Upgrading python livekit-agents to 1.5.6 causing memory issues

Hello,

We have recently upgraded python livekit-agents from 1.5.1 to 1.5.6, and it caused massive spikes in memory. Here is the AWS graph before and after deployment.

NOTE: The sudden drop in memory usage is due to auto horizontal scaling of the instance.

The pattern suggests that something is using memory and not releasing it. In the update, we just upgraded livekit-agent from 1.5.1 to 1.5.6 and added default Preamptive generation configs; nothing else.

I’ve not hear anyone report this but I will check with our team to see if they’ve seen this.

After downgrading its working perfectly fine

Thanks for this. I will pass that along to the team.

Our team ran a test of 1.5.6 (from 1.5.3) and did not see any unusual memory usage. It was same memory usage in both cases.

Can you provide your agent configuration or other ways of reproducing this?

Sure. Here are the configurations

#>>>>>>>>>>>>>>>>>>>>>>>>> BEFORE
[project]
name = "voicebot-livekit"
version = "0.1.0"
description = "Add your description here"
readme = "README.md"
requires-python = ">=3.11"
dependencies = [
    "aiohttp~=3.13",
    "livekit~=1.1.2",
    "livekit-agents[azure,cartesia,deepgram,elevenlabs,google,groq,inworld,openai,sarvam,silero,turn-detector]==1.5.1",
    "livekit-api~=1.1.0",
    "livekit-plugins-noise-cancellation~=0.2",
    "livekit-protocol~=1.1.2",
    "motor~=3.7",
    "pymongo>=4.12",
    "python-dotenv~=1.1",
]

#>>>>>>>>>>>>>>>>>>>>>>>>> AFTER
#>>>>>>>>>>>>>>>>>>>>>>>>> NOTE: Happens for the 1.5.2 as well. 
[project]
name = "voicebot-livekit"
version = "0.1.0"
description = "Add your description here"
readme = "README.md"
requires-python = ">=3.11"
dependencies = [
    "aiohttp~=3.13",
    "livekit~=1.1.2",
    "livekit-agents[azure,cartesia,deepgram,elevenlabs,google,groq,inworld,openai,sarvam,silero,turn-detector]==1.5.6", # Same result for 1.5.2 as seen in graph
    "livekit-api~=1.1.0",
    "livekit-plugins-noise-cancellation~=0.2",
    "livekit-protocol~=1.1.2",
    "motor~=3.7",
    "pymongo>=4.12",
    "python-dotenv~=1.1",
]

# EXAMPLE CONFIG
session = AgentSession(
    vad=VAD,  # << Prewarm silero.VAD.load()
    stt=deepgram.STT(model="nova-3-general"),
    llm=openai.LLM(model="gpt-4.1-mini"),
    tts=elevenlabs.TTS(model="eleven_flash_v2_5"),
    user_away_timeout=8.0,
    preemptive_generation=True,
    turn_handling=TurnHandlingOptions(
        turn_detection="vad",
        endpointing={
            "min_delay": 0.2,   # 200ms
        },
        interruption={
            "mode": "vad",
            "enabled": True,
            "discard_audio_if_uninterruptible": True,
            "min_duration": 0.4,   # 400ms
            "min_words": 1,
            "false_interruption_timeout": 2.0,
        },
    )
)

Thanks for that. So looks like you are seeing the memory issue started in 1.5.2 instead of 1.5.6?

I will pass this along.

Preemptive generation was added in 1.5.2 right? Shouldn’t benchmarks be between 1.5.1 and something post-1.5.2?
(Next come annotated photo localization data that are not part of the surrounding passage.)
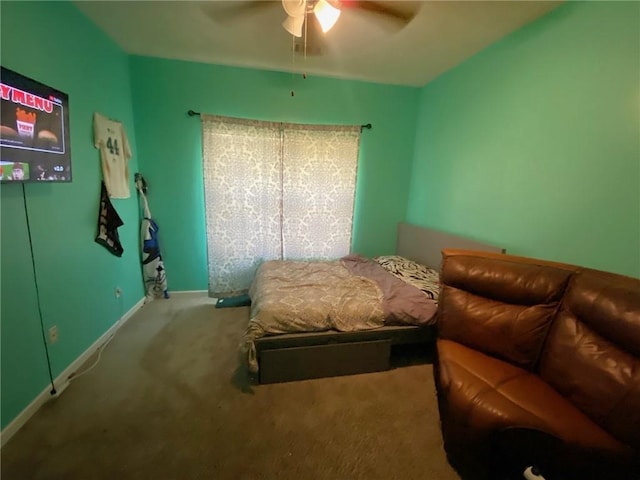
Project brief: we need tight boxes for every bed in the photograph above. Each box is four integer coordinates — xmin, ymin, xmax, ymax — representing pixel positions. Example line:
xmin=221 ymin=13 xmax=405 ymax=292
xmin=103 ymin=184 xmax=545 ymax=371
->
xmin=245 ymin=223 xmax=505 ymax=383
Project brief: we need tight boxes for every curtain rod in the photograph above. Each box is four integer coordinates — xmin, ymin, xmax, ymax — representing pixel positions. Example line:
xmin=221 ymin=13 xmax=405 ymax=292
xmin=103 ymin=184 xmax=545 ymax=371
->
xmin=187 ymin=110 xmax=372 ymax=131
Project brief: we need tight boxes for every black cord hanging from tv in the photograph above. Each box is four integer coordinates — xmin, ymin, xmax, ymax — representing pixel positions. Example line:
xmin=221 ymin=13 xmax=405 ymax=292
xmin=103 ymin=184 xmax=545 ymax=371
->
xmin=22 ymin=183 xmax=57 ymax=395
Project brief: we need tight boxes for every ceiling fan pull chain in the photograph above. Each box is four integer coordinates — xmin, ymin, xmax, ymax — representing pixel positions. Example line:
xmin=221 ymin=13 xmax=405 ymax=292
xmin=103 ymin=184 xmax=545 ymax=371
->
xmin=291 ymin=34 xmax=296 ymax=96
xmin=303 ymin=6 xmax=308 ymax=79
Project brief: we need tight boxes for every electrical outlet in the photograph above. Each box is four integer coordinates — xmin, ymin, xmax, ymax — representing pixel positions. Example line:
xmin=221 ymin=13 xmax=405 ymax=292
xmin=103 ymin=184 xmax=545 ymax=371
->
xmin=115 ymin=287 xmax=122 ymax=298
xmin=49 ymin=325 xmax=58 ymax=344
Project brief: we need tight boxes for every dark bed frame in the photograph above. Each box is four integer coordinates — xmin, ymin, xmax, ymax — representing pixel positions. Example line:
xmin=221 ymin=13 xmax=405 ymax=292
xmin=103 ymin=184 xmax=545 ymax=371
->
xmin=254 ymin=223 xmax=505 ymax=384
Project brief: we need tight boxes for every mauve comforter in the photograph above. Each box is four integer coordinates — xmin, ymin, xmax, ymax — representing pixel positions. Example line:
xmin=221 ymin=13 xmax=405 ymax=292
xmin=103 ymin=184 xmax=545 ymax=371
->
xmin=243 ymin=255 xmax=438 ymax=372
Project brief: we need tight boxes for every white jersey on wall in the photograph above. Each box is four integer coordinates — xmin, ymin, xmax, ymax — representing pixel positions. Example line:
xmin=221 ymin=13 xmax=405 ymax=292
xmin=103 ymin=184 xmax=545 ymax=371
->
xmin=94 ymin=112 xmax=132 ymax=199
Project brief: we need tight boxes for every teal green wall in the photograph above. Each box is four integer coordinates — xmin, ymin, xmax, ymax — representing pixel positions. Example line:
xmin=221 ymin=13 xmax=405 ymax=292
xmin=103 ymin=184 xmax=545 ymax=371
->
xmin=1 ymin=1 xmax=143 ymax=429
xmin=407 ymin=1 xmax=640 ymax=277
xmin=129 ymin=57 xmax=420 ymax=290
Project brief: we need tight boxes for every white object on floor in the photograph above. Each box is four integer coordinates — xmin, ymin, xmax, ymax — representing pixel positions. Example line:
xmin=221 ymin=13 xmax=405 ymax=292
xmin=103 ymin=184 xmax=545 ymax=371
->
xmin=524 ymin=466 xmax=546 ymax=480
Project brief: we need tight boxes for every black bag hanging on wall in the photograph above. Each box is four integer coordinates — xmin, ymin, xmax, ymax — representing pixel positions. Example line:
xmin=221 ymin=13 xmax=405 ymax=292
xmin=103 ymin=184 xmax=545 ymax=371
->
xmin=95 ymin=181 xmax=124 ymax=257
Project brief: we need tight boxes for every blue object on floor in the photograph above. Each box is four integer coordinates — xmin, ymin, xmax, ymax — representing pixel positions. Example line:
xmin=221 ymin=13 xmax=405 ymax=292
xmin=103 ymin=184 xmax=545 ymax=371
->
xmin=215 ymin=294 xmax=251 ymax=308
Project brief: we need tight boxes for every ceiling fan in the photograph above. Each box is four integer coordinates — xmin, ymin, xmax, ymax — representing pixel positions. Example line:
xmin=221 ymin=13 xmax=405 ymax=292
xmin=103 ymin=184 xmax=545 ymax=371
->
xmin=282 ymin=0 xmax=339 ymax=37
xmin=202 ymin=1 xmax=420 ymax=56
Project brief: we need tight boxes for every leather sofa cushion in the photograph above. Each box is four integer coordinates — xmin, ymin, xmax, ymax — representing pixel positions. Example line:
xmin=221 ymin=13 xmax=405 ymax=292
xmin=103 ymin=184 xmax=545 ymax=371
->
xmin=438 ymin=254 xmax=574 ymax=370
xmin=539 ymin=270 xmax=640 ymax=449
xmin=437 ymin=339 xmax=632 ymax=456
xmin=440 ymin=254 xmax=573 ymax=305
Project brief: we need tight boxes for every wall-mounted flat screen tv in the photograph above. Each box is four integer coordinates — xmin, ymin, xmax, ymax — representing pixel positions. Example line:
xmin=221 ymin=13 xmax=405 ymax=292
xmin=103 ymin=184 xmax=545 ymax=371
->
xmin=0 ymin=66 xmax=71 ymax=182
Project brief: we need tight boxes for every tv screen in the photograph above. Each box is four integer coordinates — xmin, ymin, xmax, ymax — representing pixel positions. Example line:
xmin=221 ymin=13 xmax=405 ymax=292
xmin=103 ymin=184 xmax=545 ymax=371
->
xmin=0 ymin=67 xmax=71 ymax=182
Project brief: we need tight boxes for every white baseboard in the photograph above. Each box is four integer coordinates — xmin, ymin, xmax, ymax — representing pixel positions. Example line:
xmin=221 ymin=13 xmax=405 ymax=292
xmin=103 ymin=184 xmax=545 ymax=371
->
xmin=0 ymin=384 xmax=51 ymax=449
xmin=168 ymin=290 xmax=208 ymax=294
xmin=0 ymin=296 xmax=145 ymax=448
xmin=168 ymin=291 xmax=217 ymax=303
xmin=52 ymin=296 xmax=145 ymax=390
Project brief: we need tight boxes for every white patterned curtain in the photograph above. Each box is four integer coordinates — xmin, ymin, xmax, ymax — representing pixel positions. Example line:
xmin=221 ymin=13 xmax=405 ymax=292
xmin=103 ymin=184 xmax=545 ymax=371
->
xmin=202 ymin=116 xmax=283 ymax=296
xmin=201 ymin=115 xmax=360 ymax=297
xmin=282 ymin=124 xmax=360 ymax=259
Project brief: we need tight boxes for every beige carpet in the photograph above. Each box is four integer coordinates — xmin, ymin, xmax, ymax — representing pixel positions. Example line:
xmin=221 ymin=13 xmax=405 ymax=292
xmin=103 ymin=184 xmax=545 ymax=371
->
xmin=1 ymin=293 xmax=460 ymax=480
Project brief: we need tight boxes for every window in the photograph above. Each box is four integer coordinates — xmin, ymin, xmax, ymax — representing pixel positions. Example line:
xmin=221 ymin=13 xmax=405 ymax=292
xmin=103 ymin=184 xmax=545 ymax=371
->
xmin=201 ymin=115 xmax=361 ymax=297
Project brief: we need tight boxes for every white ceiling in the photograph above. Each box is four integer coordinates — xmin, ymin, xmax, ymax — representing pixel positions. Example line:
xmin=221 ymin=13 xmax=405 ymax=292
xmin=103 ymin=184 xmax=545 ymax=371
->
xmin=74 ymin=1 xmax=562 ymax=87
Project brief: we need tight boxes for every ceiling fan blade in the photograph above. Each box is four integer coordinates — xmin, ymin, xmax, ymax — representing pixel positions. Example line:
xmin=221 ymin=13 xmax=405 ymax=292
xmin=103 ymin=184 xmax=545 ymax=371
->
xmin=339 ymin=1 xmax=420 ymax=25
xmin=200 ymin=1 xmax=278 ymax=23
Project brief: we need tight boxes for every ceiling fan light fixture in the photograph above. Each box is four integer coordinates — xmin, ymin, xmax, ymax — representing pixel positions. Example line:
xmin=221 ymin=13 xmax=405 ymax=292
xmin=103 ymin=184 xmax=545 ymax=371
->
xmin=282 ymin=15 xmax=304 ymax=37
xmin=313 ymin=0 xmax=341 ymax=33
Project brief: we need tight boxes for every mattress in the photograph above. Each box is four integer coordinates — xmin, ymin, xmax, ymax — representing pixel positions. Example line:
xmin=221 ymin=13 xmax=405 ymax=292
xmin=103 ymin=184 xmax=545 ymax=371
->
xmin=243 ymin=254 xmax=439 ymax=372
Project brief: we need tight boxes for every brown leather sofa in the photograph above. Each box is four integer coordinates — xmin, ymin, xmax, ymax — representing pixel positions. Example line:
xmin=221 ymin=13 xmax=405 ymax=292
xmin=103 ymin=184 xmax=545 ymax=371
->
xmin=434 ymin=249 xmax=640 ymax=480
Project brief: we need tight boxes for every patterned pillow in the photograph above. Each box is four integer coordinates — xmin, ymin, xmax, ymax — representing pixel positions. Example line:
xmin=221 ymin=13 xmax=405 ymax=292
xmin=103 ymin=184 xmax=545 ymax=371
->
xmin=374 ymin=255 xmax=440 ymax=301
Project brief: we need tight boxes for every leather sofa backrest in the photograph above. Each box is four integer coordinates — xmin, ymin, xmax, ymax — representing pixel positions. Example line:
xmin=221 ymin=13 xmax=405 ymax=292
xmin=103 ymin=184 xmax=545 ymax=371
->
xmin=538 ymin=269 xmax=640 ymax=449
xmin=438 ymin=250 xmax=575 ymax=370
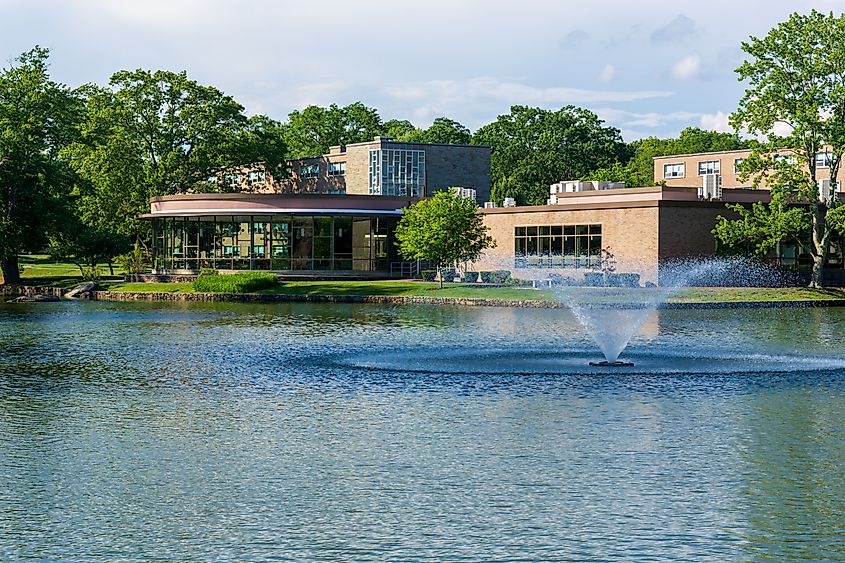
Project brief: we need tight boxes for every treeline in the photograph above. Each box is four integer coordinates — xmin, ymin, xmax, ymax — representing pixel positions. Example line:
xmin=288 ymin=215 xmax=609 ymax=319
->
xmin=0 ymin=46 xmax=747 ymax=283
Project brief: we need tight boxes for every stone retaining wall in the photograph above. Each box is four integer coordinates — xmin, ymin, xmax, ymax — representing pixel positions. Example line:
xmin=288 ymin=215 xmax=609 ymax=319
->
xmin=0 ymin=285 xmax=67 ymax=297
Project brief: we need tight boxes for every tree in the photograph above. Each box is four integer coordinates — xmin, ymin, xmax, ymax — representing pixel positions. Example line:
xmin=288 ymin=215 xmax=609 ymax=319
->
xmin=0 ymin=47 xmax=83 ymax=284
xmin=381 ymin=118 xmax=417 ymax=139
xmin=49 ymin=223 xmax=129 ymax=278
xmin=284 ymin=102 xmax=382 ymax=157
xmin=63 ymin=70 xmax=286 ymax=238
xmin=713 ymin=191 xmax=809 ymax=256
xmin=401 ymin=117 xmax=472 ymax=144
xmin=394 ymin=190 xmax=494 ymax=288
xmin=723 ymin=10 xmax=845 ymax=287
xmin=473 ymin=105 xmax=626 ymax=205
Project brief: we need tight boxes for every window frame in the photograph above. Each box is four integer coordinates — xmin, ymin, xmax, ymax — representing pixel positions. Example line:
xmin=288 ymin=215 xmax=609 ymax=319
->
xmin=663 ymin=163 xmax=685 ymax=179
xmin=697 ymin=160 xmax=721 ymax=176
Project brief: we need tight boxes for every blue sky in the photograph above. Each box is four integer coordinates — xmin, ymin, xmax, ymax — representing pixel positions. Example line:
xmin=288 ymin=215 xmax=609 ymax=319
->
xmin=2 ymin=0 xmax=843 ymax=140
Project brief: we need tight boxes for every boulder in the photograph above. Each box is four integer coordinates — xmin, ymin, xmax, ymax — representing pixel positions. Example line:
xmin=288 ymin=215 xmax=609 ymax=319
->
xmin=65 ymin=281 xmax=98 ymax=299
xmin=10 ymin=293 xmax=60 ymax=303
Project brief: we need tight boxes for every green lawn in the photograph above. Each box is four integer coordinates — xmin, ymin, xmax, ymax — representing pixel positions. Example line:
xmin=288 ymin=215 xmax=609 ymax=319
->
xmin=672 ymin=287 xmax=845 ymax=302
xmin=105 ymin=280 xmax=553 ymax=300
xmin=17 ymin=254 xmax=124 ymax=287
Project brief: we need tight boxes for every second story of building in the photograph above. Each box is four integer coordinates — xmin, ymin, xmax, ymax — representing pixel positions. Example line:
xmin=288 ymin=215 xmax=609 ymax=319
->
xmin=226 ymin=136 xmax=491 ymax=202
xmin=654 ymin=148 xmax=845 ymax=190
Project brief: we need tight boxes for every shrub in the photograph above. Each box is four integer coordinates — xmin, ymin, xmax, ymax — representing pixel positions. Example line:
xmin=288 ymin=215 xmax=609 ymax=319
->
xmin=80 ymin=265 xmax=102 ymax=282
xmin=583 ymin=272 xmax=605 ymax=286
xmin=463 ymin=271 xmax=479 ymax=283
xmin=480 ymin=271 xmax=493 ymax=283
xmin=492 ymin=270 xmax=511 ymax=284
xmin=192 ymin=272 xmax=278 ymax=293
xmin=117 ymin=243 xmax=151 ymax=275
xmin=199 ymin=267 xmax=219 ymax=277
xmin=421 ymin=270 xmax=437 ymax=281
xmin=441 ymin=270 xmax=457 ymax=283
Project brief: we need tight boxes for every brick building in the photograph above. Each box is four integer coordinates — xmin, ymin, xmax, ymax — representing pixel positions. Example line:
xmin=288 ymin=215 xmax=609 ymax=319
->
xmin=223 ymin=136 xmax=491 ymax=202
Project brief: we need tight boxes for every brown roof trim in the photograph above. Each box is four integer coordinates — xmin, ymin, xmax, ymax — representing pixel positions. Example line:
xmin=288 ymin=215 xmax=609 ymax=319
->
xmin=149 ymin=193 xmax=419 ymax=204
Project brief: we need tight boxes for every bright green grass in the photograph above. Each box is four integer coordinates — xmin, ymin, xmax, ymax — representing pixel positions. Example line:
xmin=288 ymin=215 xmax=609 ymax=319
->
xmin=671 ymin=287 xmax=845 ymax=302
xmin=16 ymin=254 xmax=125 ymax=287
xmin=105 ymin=280 xmax=552 ymax=300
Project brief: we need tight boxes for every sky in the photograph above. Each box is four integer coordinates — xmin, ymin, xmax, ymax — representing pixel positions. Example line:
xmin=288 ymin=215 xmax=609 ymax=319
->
xmin=2 ymin=0 xmax=844 ymax=141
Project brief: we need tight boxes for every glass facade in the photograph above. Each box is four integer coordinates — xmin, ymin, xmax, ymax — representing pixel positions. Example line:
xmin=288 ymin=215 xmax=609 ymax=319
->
xmin=152 ymin=215 xmax=398 ymax=272
xmin=368 ymin=149 xmax=425 ymax=196
xmin=514 ymin=224 xmax=602 ymax=269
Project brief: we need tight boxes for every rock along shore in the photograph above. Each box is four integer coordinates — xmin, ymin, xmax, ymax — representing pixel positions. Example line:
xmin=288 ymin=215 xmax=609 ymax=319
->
xmin=4 ymin=285 xmax=845 ymax=309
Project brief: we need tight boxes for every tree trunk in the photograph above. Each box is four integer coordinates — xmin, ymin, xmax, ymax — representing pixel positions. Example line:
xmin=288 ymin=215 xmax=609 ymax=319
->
xmin=0 ymin=255 xmax=21 ymax=285
xmin=107 ymin=261 xmax=115 ymax=276
xmin=810 ymin=205 xmax=831 ymax=288
xmin=438 ymin=266 xmax=443 ymax=289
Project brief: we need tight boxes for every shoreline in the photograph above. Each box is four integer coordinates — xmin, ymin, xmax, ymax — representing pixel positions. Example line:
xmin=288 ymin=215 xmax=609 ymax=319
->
xmin=4 ymin=285 xmax=845 ymax=309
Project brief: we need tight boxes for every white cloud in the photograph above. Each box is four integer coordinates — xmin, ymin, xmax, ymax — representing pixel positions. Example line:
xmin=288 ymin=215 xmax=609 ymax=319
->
xmin=672 ymin=54 xmax=702 ymax=80
xmin=598 ymin=64 xmax=616 ymax=82
xmin=385 ymin=77 xmax=673 ymax=105
xmin=700 ymin=111 xmax=732 ymax=132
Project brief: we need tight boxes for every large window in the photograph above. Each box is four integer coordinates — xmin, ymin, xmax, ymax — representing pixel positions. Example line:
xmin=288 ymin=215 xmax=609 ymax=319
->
xmin=514 ymin=224 xmax=602 ymax=269
xmin=734 ymin=158 xmax=744 ymax=174
xmin=816 ymin=151 xmax=832 ymax=168
xmin=328 ymin=161 xmax=346 ymax=176
xmin=152 ymin=215 xmax=398 ymax=273
xmin=698 ymin=160 xmax=720 ymax=175
xmin=663 ymin=163 xmax=685 ymax=178
xmin=369 ymin=149 xmax=425 ymax=196
xmin=300 ymin=163 xmax=319 ymax=179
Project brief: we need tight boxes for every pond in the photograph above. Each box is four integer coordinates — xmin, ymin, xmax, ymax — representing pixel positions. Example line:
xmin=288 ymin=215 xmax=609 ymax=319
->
xmin=1 ymin=300 xmax=844 ymax=561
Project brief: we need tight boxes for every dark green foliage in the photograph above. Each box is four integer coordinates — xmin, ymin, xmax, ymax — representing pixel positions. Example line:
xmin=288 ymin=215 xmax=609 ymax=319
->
xmin=64 ymin=69 xmax=286 ymax=237
xmin=473 ymin=105 xmax=626 ymax=205
xmin=192 ymin=272 xmax=279 ymax=293
xmin=399 ymin=117 xmax=472 ymax=145
xmin=463 ymin=271 xmax=479 ymax=283
xmin=284 ymin=102 xmax=382 ymax=157
xmin=0 ymin=47 xmax=84 ymax=284
xmin=420 ymin=270 xmax=437 ymax=281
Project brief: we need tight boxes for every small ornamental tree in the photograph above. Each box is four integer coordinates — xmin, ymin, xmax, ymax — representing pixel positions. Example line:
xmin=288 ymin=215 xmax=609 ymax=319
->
xmin=395 ymin=190 xmax=495 ymax=288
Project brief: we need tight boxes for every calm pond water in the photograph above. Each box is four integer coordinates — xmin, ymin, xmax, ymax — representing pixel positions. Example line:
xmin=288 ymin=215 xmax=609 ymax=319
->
xmin=1 ymin=300 xmax=845 ymax=561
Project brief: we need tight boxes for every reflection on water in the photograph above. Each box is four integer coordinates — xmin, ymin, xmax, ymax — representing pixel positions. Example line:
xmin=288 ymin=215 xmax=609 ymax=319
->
xmin=1 ymin=301 xmax=845 ymax=560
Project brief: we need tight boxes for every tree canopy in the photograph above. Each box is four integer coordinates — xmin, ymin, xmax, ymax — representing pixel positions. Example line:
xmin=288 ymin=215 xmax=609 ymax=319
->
xmin=399 ymin=117 xmax=472 ymax=145
xmin=394 ymin=190 xmax=494 ymax=288
xmin=63 ymin=69 xmax=286 ymax=237
xmin=715 ymin=9 xmax=845 ymax=287
xmin=473 ymin=105 xmax=626 ymax=205
xmin=0 ymin=47 xmax=83 ymax=283
xmin=284 ymin=102 xmax=382 ymax=157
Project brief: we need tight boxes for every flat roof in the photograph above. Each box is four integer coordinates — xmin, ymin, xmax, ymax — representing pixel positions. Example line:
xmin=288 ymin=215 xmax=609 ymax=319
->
xmin=652 ymin=148 xmax=754 ymax=160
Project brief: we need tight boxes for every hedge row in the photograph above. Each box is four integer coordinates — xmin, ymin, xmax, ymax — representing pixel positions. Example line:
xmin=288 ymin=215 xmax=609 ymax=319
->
xmin=192 ymin=271 xmax=279 ymax=293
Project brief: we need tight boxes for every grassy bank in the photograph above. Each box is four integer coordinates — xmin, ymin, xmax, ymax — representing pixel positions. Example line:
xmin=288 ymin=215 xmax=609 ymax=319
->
xmin=106 ymin=280 xmax=554 ymax=300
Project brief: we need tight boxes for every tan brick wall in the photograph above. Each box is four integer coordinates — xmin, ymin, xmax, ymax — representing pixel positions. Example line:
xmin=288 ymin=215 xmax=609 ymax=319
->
xmin=654 ymin=149 xmax=845 ymax=189
xmin=657 ymin=204 xmax=735 ymax=261
xmin=472 ymin=206 xmax=661 ymax=282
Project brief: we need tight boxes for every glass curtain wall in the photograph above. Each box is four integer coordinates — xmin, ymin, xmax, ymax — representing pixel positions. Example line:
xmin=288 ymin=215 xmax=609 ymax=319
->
xmin=152 ymin=215 xmax=397 ymax=273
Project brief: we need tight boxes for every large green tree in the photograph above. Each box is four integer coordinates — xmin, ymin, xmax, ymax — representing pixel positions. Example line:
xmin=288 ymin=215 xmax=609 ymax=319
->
xmin=716 ymin=10 xmax=845 ymax=287
xmin=473 ymin=105 xmax=626 ymax=205
xmin=401 ymin=117 xmax=472 ymax=144
xmin=284 ymin=102 xmax=382 ymax=157
xmin=394 ymin=190 xmax=494 ymax=288
xmin=0 ymin=47 xmax=83 ymax=284
xmin=63 ymin=70 xmax=286 ymax=238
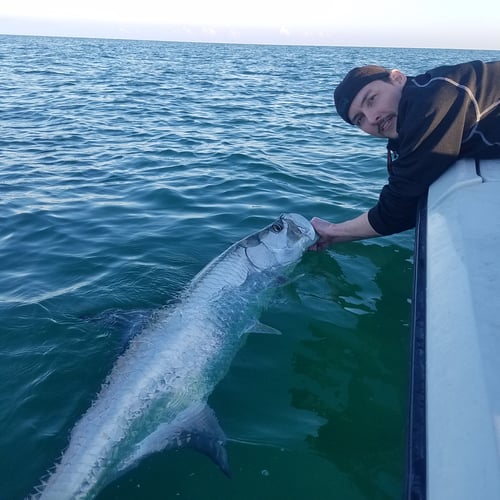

Hello @CWilson , Any update on the issue? Let me know if I can help in any way.
@Cars_Chandler , Preemptive generation was added in 1.5.0.

Can you try and disable premptive generation and see if that helps?

Hi @CWilson , I tried disabling premptive generation and it got worse. Here is a memory chart marked with versions.

Even without any calls its getting increased. I am not sure whats happening. Can you help me as I am stuck on v1.5.1?

@CWilson, the “memory grows even without any calls” data point in #12 narrows the suspect range. With no sessions active, leak candidates are worker-level:

  • Heartbeat / signaling WebSocket
  • Telemetry / metrics buffers
  • Plugin import-time singletons
  • Background asyncio tasks accumulating

@nilkanth, fastest path to a concrete root cause is an allocator-level snapshot diff. Run the worker idle (no calls) for ~30 minutes, then capture with memray:

  # pip install memray
  memray run -o profile.bin python your_worker.py start
  # stop after 30 min idle
  memray flamegraph profile.bin

Or in-process with tracemalloc snapshots at startup and 30 minutes in, then snapshot.compare_to(start_snapshot, 'lineno'). The top growers in the diff name the offending allocators directly, which is far more actionable for @CWilson’s team than memory graphs.